Insert: O(m) where m is word length
Search: O(m)
Prefix Search: O(m)

Implementation

class TrieNode:
    def __init__(self):
        self.children = {}
        self.is_end = False

class Trie:
    def __init__(self):
        self.root = TrieNode()
    
    def insert(self, word):
        node = self.root
        for char in word:
            if char not in node.children:
                node.children[char] = TrieNode()
            node = node.children[char]
        node.is_end = True
    
    def search(self, word):
        node = self.root
        for char in word:
            if char not in node.children:
                return False
            node = node.children[char]
        return node.is_end
    
    def starts_with(self, prefix):
        node = self.root
        for char in prefix:
            if char not in node.children:
                return False
            node = node.children[char]
        return True

16. Brute Force Algorithms

The "Try Everything" approach.
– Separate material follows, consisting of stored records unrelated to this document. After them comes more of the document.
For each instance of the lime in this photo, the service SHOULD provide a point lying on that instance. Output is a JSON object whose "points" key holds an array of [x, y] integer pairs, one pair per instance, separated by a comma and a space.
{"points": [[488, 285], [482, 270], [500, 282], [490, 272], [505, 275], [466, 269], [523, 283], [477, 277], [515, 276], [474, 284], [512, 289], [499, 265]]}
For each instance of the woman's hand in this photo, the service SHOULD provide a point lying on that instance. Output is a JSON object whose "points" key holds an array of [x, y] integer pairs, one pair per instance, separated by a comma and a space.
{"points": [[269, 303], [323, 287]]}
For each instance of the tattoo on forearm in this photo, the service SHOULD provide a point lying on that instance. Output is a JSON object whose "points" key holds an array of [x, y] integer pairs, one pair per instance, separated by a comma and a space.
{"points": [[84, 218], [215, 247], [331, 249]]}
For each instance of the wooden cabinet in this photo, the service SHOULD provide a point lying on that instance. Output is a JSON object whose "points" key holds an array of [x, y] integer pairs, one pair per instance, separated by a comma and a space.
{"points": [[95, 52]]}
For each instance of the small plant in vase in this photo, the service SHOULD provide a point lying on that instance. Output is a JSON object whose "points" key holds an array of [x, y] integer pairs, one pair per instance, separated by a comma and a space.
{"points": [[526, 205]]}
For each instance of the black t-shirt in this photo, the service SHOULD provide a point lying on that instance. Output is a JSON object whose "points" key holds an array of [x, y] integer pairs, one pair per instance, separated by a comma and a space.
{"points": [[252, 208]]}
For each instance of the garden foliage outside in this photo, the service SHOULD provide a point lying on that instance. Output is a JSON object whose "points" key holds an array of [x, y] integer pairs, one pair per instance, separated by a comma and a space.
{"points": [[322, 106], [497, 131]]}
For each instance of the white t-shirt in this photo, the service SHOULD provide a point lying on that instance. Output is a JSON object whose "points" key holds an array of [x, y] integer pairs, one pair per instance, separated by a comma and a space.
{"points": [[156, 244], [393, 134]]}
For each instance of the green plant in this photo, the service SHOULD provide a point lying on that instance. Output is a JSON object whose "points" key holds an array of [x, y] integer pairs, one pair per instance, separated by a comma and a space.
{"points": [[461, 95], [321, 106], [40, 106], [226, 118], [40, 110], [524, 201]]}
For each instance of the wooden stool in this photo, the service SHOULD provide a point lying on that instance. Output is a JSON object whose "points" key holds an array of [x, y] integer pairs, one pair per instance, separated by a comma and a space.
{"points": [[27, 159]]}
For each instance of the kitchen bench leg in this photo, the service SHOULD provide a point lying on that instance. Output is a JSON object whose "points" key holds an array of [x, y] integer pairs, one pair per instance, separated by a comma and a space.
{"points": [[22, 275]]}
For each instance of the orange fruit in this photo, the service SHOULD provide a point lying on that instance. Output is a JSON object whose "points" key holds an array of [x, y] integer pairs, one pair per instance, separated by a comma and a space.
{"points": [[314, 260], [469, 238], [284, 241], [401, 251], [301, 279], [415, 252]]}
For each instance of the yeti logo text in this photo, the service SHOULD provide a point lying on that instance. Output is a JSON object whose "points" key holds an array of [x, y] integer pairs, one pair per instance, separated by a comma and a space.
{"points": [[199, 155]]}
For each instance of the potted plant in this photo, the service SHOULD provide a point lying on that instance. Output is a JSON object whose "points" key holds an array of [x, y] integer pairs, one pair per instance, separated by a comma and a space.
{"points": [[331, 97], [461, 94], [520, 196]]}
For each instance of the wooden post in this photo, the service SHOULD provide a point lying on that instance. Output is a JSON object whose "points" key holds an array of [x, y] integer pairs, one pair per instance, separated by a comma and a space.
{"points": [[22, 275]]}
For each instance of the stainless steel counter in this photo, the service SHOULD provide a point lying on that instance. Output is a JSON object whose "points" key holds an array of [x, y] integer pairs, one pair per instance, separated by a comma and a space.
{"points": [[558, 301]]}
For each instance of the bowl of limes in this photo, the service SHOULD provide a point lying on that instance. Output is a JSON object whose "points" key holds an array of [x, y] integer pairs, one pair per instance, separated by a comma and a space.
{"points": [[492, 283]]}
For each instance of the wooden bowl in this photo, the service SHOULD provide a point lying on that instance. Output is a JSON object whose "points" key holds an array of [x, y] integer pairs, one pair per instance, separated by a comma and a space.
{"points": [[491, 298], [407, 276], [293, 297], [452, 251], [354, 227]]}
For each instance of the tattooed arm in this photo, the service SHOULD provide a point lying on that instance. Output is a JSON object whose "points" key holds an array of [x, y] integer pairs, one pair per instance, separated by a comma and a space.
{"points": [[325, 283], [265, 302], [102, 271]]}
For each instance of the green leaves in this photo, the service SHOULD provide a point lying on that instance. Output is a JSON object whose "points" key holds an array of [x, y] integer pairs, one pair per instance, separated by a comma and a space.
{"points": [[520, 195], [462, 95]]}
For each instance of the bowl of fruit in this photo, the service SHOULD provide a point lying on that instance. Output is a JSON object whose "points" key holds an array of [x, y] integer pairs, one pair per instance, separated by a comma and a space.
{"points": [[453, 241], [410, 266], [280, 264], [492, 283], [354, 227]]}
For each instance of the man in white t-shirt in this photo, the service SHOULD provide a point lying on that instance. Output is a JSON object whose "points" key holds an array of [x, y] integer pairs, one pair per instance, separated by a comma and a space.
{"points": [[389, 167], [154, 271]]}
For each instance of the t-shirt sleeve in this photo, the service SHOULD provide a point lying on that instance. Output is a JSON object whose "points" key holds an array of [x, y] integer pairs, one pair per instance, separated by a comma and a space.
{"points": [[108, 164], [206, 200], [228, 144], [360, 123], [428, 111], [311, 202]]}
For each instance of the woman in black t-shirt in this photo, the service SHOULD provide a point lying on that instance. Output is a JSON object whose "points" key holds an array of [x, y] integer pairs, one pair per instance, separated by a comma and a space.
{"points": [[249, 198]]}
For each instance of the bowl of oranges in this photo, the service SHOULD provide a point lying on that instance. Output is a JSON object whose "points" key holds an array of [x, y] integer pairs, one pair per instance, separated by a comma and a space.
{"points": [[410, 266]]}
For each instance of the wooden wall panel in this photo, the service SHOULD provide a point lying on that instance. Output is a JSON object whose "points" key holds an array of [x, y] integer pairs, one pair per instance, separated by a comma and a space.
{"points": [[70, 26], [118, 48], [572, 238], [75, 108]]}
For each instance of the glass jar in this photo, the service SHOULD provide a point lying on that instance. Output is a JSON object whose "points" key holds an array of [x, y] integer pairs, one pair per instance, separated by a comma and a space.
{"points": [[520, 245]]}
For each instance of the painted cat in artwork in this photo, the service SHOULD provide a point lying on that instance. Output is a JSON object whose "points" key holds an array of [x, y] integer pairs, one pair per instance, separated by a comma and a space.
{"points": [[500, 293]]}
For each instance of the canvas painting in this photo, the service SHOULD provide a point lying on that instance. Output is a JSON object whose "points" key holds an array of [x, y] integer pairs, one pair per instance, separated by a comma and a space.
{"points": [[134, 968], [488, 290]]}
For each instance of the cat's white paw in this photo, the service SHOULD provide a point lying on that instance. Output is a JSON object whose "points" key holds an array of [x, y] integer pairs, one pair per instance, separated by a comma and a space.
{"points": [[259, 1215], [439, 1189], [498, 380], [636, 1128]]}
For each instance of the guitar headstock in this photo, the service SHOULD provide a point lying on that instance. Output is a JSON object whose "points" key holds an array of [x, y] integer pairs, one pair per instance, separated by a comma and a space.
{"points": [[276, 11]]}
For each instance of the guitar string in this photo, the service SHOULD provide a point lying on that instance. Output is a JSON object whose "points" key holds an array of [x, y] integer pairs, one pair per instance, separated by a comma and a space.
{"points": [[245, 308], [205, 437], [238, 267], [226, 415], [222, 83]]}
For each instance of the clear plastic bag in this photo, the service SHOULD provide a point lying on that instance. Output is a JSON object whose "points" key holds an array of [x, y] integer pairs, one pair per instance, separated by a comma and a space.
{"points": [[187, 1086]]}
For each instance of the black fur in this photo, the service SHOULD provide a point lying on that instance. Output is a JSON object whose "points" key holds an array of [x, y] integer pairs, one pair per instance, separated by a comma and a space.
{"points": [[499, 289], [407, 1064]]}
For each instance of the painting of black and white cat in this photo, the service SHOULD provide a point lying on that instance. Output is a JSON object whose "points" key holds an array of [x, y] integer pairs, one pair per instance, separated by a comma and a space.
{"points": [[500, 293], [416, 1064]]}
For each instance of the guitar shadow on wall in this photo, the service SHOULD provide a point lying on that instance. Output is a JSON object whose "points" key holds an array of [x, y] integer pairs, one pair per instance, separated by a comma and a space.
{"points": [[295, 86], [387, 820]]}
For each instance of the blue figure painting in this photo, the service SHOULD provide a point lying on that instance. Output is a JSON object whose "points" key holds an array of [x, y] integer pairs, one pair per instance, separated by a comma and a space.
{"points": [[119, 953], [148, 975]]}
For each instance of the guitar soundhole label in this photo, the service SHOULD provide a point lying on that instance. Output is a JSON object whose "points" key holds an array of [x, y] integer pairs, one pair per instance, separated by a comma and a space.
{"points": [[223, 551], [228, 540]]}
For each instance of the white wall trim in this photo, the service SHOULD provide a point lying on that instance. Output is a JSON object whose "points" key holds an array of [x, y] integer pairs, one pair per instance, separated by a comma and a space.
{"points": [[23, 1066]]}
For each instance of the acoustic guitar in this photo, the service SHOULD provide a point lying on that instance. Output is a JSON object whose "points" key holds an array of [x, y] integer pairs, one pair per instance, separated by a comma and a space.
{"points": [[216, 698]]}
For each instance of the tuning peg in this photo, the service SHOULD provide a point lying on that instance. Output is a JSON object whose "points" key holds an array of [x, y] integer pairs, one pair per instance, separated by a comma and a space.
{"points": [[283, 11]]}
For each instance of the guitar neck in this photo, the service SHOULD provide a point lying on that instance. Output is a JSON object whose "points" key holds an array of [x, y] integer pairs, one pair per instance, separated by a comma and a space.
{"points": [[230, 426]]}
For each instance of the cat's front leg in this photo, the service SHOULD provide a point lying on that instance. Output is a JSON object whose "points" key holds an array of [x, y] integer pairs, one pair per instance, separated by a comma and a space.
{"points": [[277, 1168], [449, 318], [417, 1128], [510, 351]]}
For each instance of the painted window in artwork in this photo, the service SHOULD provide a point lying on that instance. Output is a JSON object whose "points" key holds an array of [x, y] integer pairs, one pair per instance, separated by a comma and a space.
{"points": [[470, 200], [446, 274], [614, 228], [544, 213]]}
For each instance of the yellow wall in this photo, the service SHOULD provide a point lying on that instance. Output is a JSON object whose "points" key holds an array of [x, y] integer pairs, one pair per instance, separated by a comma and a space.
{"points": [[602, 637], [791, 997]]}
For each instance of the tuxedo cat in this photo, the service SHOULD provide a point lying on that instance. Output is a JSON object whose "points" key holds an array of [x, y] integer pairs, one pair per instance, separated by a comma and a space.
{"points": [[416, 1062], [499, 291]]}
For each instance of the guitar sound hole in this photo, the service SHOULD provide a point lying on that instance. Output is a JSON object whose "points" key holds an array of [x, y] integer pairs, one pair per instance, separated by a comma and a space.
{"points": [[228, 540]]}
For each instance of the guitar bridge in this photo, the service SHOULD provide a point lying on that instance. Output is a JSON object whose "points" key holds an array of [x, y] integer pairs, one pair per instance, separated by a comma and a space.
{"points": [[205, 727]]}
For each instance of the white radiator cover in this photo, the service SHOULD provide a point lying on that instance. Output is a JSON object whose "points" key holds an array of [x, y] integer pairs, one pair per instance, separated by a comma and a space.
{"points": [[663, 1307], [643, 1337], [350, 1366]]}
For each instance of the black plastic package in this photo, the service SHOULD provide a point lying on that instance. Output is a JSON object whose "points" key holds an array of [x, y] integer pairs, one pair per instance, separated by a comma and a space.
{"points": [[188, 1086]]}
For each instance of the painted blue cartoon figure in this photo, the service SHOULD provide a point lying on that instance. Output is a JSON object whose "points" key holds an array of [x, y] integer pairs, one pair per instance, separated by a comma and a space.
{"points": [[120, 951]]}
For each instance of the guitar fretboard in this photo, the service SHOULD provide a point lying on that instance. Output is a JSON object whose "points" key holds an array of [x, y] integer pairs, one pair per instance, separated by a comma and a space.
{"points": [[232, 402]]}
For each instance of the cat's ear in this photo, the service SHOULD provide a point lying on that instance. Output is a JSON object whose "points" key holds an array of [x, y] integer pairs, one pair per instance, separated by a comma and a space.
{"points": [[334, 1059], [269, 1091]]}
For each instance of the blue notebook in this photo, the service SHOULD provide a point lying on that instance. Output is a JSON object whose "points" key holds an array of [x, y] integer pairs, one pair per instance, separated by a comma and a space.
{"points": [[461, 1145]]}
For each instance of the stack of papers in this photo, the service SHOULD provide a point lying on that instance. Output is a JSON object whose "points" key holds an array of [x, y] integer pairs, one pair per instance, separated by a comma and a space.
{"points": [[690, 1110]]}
While rarely the most efficient, it is the foundation for verifying correctness and benchmarking optimized solutions.

The Concept

Mechanism: Enumerate all possible candidates for the solution and check whether each candidate satisfies the problem's statement.
Time Complexity: Typically O(n²) (Quadratic) or O(2^n) (Exponential).
When to use: When input size (n) is very small, or as a starting point in an interview.

Example: Two Sum (Naive)

# Problem: Find two numbers in arr that sum to target
def brute_force_two_sum(arr, target):
    n = len(arr)
    # Nested loops check every pair
    for i in range(n):
        for j in range(i + 1, n):
            if arr[i] + arr[j] == target:
                return [i, j]
    return None

# Time: O(n²), Space: O(1)

💡 Tip: Always start with brute force to understand the problem, then optimize. It's better to have a working solution than no solution!